Here’s what we heard from Kenneth Mercure (@thelymelife and http://facebook.com/lymefighter24) and his community – with additional commentary from Lyme Disease Health Activists Jennifer (from http://jmgarnet76.blogspot.com) and Jenny (from http://mylymechronicle.wordpress.com and @artthentic):
Top 4 Myths and Misconceptions About Lyme Disease:
1) Lyme Disease is Difficult to Get and Easy to Treat
There is nothing difficult to catch about this disease. Anyone living in heavily populated tick country (northeast and upper Midwest) or anyone with a love for outdoors knows how easy it is to pick up ticks during this season. When treated early further complications of the disease can be avoided. However, once it has been allowed to proliferate through the body it can take months or even years to recover. Treatment can also be very expensive, so getting better often relies on what a patient is able to afford. Costs can range from a few hundred dollars to tens of thousands of dollars a month and are not always covered by insurance. Coverage is often denied by insurance companies, citing the guidelines for the diagnosis and treatment of Lyme written by the Infectious Diseases Society of America (IDSA) as proof that long-term treatment is unnecessary and/or experimental. In addition, the combination of medications needed to combat Lyme Disease and prevent it from morphing into a cyst form is more intricate than the standard treatment.
2) A tick must be attached for a certain period of time for disease transmission to occur
This is a hotly debated issue as some experts say it needs to be at least 24 hours or more and others say there is no set time. Couple this with the fact that many individuals either don’t remember how long the tick was on them or simply never saw one at all and it only further makes figuring out how long a tick has to have blood to blood contact before transmitting disease that much more difficult. One fact that is known for sure is that the longer a tick is on you the higher your risk for infection becomes.
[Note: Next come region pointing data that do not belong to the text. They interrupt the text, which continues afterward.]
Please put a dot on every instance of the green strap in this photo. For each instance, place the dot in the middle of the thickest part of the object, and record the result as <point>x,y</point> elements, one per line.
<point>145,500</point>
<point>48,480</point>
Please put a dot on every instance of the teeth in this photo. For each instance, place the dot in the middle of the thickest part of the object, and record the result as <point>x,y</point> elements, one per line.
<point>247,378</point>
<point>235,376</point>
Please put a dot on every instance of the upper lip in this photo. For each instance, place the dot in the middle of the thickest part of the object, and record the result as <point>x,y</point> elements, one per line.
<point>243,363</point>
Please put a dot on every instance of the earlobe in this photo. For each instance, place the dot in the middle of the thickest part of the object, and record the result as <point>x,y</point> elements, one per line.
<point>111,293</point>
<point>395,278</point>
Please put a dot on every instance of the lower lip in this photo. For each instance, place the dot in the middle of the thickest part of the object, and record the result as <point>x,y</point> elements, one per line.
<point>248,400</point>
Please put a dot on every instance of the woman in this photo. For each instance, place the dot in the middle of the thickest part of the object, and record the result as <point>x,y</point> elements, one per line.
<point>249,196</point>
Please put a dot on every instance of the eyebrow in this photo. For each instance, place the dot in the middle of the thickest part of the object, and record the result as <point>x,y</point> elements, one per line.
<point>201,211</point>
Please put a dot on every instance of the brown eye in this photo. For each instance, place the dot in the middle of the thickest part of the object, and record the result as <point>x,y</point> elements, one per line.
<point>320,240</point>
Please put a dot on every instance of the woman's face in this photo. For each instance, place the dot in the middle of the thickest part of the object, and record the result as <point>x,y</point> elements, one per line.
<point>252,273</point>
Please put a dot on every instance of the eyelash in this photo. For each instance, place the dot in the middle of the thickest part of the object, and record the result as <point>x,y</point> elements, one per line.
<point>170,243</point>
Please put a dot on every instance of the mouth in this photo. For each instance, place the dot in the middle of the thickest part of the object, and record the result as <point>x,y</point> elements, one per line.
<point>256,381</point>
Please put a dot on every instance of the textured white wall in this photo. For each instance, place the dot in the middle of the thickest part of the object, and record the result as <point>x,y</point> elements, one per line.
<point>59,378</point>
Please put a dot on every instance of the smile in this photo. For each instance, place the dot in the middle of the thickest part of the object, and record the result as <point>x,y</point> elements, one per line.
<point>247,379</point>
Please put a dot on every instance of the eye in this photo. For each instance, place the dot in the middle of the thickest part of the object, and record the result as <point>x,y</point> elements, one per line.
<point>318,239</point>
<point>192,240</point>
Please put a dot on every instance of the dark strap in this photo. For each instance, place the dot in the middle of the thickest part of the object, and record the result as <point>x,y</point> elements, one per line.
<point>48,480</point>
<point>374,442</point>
3) Everyone with Lyme gets a Bulls-Eye Rash
Often thought of as the most definitive early symptom of Lyme Disease, the Bull’s-Eye rash is not as common as people think it is. Experts suggest that the rash is seen in as little as 30% of cases, with rashes also going unnoticed due to body hair and unusual placement on the body. The deer ticks most commonly known for transmitting the disease are often the size of a pin head! Impossible to find these in your hair (or many places) unless they are already engorged with your blood and actively transmitting infection.
4) Lyme Disease is Rare
The Centers for Disease Control and Prevention (CDC) reports around 28,000 new cases annually, but admit that the actual number is likely ten times that, totaling 300,000+ new infections per year. That would mean that since the year 2000 there have been 3,600,000 new infections. The numbers say it all- Lyme Disease is not rare!